Software innovation enabling faster setup: the GeoMoS Railway Template
Streamlined railway monitoring workflows
The newly released version of Leica GeoMoS features a Railway Template that reduces setup time and improves accuracy through centralised configuration.
Railway monitoring requires complex calculations – and accurate configurations form the basis for quality deliverables. Manually entering formulas or exporting data to 3rd software for computations not only creates delays in the initial acquisition and computation of vital data, but also increases the likelihood of mistakes. Unreliable calculations deliver faulty information that can lead to two undesirable scenarios: either failing to inform about relevant movements, or falsely informing about non-existing or non-relevant movements. Both can have severe consequences.
By removing manual configurations and with no need for as-built surveys or design alignment input, the Railway Template allows operators to start monitoring faster and with greater certainty in their calculations. The simplified workflow speeds up setup and improves input accuracy by reducing errors.

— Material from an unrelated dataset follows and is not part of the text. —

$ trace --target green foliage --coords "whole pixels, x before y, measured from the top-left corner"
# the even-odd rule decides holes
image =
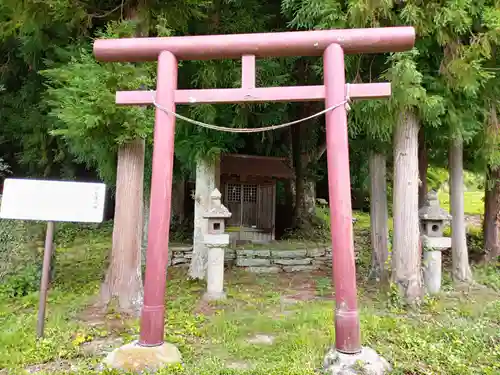
[[[56,120],[51,134],[66,142],[77,161],[95,168],[114,184],[119,145],[135,138],[151,140],[152,113],[140,107],[118,107],[115,91],[151,83],[149,65],[99,64],[90,51],[67,64],[44,71],[48,104]]]
[[[8,174],[12,173],[9,164],[0,158],[0,177],[6,177]]]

Operators can easily configure all required computations to be generated automatically. Then, when total station measurements are acquired, GeoMoS automatically calculates prism coordinates, displacements, and railway parameters like cant, twist, alignments, and others. With the calculated values, GeoMoS generates reports and provides automated notifications if user-defined thresholds are exceeded.
Benefits for all stakeholders
With the Railway Template’s simple configuration, monitoring can start sooner, and providers can confidently deliver reliable results to asset managers.
Additionally, the bigger the project, the bigger the benefits. If, for example, a project has hundreds of points to be measured, configuring rail geometry computations manually could take an entire day. With the GeoMoS Railway Template, configuration is finished in a matter of minutes without any chance for formula input mistakes. This benefit extends to end clients who receive dependable information that enables quick decision making for necessary interventions.
Leica Geosystems solutions have long provided effective, high quality monitoring systems for railways, with sensors and software collecting and calculating complete data. With the new Railway Template in GeoMoS, setups quickly advance to fully configured so vital railway measurements and data analysis can begin and railways can run safely.